In 2001 Michael MacIntyre acquired the Land’s End Inn from the Trust and committed himself to preserving the Inn’s integrity as a Provincetown landmark. An architecture buff, Michael integrated some of today’s comforts and amenities—luxury bedding, furnishings, artwork, and air conditioning—while consciously working to preserve the heritage and history associated with the Inn. Decks were enlarged for expanded panoramic water views, the gardens were reinvigorated, and comfortable outdoor wicker furniture was added. Using plans developed by David Schoolman over thirty years prior, local stonemasons relayed the entrance path and walls. The architectural integrity, tranquility and artifacts remained.
Something else was added when Kathleen Turner came to stay. Two days before her arrival, her publicist contacted Michael in somewhat of a panic: he discovered the lack of televisions after reading through the Inn’s website. It turned out Ms. Turner was addicted to CNN and couldn’t sleep without it on all night long. An electrician was called, a contract was signed with the cable company, and a 48” TV was bought and installed in the room that was to be Ms. Turner’s. When she arrived, she was thrilled with Land’s End Inn and her suite, and was especially grateful for the effort of installing a TV just for her. Since then she has been a regular guest of the Inn, TVs have been discreetly installed in all guest rooms, and free Wi-Fi is available throughout the property.
Ms. Turner isn’t the only recognizable name to grace the halls atop Gull Hill. Because of its serene atmosphere, the Land’s End Inn provides the perfect get away for those looking to escape the real world including celebrities, writers and artists. During the Provincetown International Film Festival, the Inn hosts many visiting celebrities who return to visit throughout other times of the year. You truly never know who you will encounter when you stay at Land’s End Inn.

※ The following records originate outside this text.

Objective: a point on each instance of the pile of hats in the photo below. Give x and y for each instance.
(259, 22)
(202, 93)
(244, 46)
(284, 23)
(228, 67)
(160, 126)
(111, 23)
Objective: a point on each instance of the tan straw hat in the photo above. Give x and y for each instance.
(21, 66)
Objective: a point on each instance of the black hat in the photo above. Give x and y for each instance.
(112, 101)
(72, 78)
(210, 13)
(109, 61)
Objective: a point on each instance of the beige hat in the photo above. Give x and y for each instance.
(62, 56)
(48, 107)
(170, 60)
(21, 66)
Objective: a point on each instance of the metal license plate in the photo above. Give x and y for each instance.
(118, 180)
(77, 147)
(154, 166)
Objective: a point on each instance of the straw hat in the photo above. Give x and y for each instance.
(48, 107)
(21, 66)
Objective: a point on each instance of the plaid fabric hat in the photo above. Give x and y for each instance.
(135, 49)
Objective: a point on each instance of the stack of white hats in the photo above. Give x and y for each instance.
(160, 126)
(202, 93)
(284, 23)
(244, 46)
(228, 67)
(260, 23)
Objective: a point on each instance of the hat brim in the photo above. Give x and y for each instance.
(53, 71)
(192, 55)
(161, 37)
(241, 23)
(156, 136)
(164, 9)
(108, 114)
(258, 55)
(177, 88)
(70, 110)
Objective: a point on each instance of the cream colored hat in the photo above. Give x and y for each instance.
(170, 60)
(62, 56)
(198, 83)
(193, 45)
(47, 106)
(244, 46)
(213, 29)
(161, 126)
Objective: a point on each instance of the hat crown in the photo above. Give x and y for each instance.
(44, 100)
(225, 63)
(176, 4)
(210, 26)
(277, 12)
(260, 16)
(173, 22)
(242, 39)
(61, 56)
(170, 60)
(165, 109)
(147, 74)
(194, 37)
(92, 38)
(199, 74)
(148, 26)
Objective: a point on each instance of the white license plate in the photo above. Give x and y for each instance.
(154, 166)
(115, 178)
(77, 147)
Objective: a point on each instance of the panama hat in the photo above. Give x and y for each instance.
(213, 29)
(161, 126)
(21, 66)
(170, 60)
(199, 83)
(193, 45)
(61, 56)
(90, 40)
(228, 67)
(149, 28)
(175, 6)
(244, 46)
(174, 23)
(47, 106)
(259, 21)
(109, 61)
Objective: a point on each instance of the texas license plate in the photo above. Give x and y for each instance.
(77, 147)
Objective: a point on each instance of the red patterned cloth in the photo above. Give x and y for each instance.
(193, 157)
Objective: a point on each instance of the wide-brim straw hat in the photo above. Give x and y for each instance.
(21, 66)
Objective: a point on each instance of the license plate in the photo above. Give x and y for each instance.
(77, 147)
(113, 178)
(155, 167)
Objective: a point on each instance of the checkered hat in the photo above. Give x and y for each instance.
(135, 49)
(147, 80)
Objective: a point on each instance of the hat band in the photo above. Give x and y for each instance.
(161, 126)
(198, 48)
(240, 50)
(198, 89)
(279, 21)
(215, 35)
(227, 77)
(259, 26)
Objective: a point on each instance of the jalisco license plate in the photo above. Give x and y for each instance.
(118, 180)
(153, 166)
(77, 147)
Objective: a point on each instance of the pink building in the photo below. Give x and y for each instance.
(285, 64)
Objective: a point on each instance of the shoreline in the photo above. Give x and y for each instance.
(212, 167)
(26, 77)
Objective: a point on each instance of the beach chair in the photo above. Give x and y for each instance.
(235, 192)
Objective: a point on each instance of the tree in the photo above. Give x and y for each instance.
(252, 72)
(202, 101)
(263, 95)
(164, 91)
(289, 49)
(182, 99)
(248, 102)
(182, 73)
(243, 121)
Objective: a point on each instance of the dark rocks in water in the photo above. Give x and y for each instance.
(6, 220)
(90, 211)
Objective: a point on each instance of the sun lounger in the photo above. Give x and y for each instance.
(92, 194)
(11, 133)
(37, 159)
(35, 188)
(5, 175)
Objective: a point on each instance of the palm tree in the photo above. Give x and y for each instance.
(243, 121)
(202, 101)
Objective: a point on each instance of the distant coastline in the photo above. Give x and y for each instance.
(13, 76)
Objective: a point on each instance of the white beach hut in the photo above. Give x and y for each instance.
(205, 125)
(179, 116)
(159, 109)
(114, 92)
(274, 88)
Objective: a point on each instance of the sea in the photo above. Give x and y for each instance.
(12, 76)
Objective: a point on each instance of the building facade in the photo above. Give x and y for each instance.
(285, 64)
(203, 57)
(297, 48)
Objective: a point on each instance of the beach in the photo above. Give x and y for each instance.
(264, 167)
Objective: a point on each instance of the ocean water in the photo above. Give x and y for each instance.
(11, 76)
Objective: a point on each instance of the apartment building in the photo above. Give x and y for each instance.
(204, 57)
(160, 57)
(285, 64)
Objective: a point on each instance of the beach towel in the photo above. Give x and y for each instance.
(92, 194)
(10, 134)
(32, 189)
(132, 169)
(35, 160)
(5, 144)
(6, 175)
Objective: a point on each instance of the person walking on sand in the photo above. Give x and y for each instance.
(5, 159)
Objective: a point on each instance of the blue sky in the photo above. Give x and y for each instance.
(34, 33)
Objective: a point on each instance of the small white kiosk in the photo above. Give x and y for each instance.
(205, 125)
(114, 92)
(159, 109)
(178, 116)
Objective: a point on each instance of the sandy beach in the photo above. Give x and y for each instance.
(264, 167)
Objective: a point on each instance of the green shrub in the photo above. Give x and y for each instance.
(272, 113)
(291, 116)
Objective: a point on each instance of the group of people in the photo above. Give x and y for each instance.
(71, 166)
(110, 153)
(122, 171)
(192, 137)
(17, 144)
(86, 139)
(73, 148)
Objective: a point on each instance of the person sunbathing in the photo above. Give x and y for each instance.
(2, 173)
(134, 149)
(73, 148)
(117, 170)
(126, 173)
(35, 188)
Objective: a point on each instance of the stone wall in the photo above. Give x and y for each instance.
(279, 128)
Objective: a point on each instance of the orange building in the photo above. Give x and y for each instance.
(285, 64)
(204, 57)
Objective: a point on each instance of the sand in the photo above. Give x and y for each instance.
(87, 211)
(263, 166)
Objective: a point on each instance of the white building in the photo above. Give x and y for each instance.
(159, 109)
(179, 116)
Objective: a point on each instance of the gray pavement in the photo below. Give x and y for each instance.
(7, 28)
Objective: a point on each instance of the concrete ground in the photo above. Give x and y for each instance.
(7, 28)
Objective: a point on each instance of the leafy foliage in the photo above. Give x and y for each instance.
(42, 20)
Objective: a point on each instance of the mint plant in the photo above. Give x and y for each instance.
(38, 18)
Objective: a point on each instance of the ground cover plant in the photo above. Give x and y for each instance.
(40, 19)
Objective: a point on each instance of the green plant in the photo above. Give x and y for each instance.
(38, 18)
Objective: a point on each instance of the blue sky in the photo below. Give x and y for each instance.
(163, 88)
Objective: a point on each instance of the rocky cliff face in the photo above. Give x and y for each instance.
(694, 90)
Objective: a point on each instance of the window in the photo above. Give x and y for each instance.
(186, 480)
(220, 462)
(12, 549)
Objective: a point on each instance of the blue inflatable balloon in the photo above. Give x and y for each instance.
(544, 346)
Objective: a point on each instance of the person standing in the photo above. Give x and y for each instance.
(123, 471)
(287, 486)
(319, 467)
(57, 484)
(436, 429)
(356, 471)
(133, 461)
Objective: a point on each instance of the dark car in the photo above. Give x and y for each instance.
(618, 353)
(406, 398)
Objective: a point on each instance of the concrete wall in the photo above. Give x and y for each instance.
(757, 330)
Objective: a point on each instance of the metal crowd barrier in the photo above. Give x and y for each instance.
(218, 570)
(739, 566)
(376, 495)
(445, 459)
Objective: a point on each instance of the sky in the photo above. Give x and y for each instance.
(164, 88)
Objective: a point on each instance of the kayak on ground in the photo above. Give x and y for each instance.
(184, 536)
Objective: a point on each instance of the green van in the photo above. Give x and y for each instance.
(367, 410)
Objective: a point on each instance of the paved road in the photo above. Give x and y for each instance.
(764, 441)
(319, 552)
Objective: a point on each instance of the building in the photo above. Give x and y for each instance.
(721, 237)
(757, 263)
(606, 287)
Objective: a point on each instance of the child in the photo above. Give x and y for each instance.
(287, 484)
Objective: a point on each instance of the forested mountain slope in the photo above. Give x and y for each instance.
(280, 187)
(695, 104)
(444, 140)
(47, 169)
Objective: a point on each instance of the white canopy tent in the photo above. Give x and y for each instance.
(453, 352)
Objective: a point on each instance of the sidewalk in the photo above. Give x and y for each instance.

The Inn was purchased by Stan and Eva Sikorski in 2012. World travelers and art lovers, Provincetown has been a treasured part of life for the Sikorskis for over 45 years, and they are dedicated to continuing the high standards Land’s End Inn guests have come to love. They also continue the tradition of supporting the arts community including regular fundraisers and direct support for Provincetown Art Association and Museum, Fine Arts Work Center, Open Mic. Café, Nonviolent Peaceforce, and many individual visual and performance artists.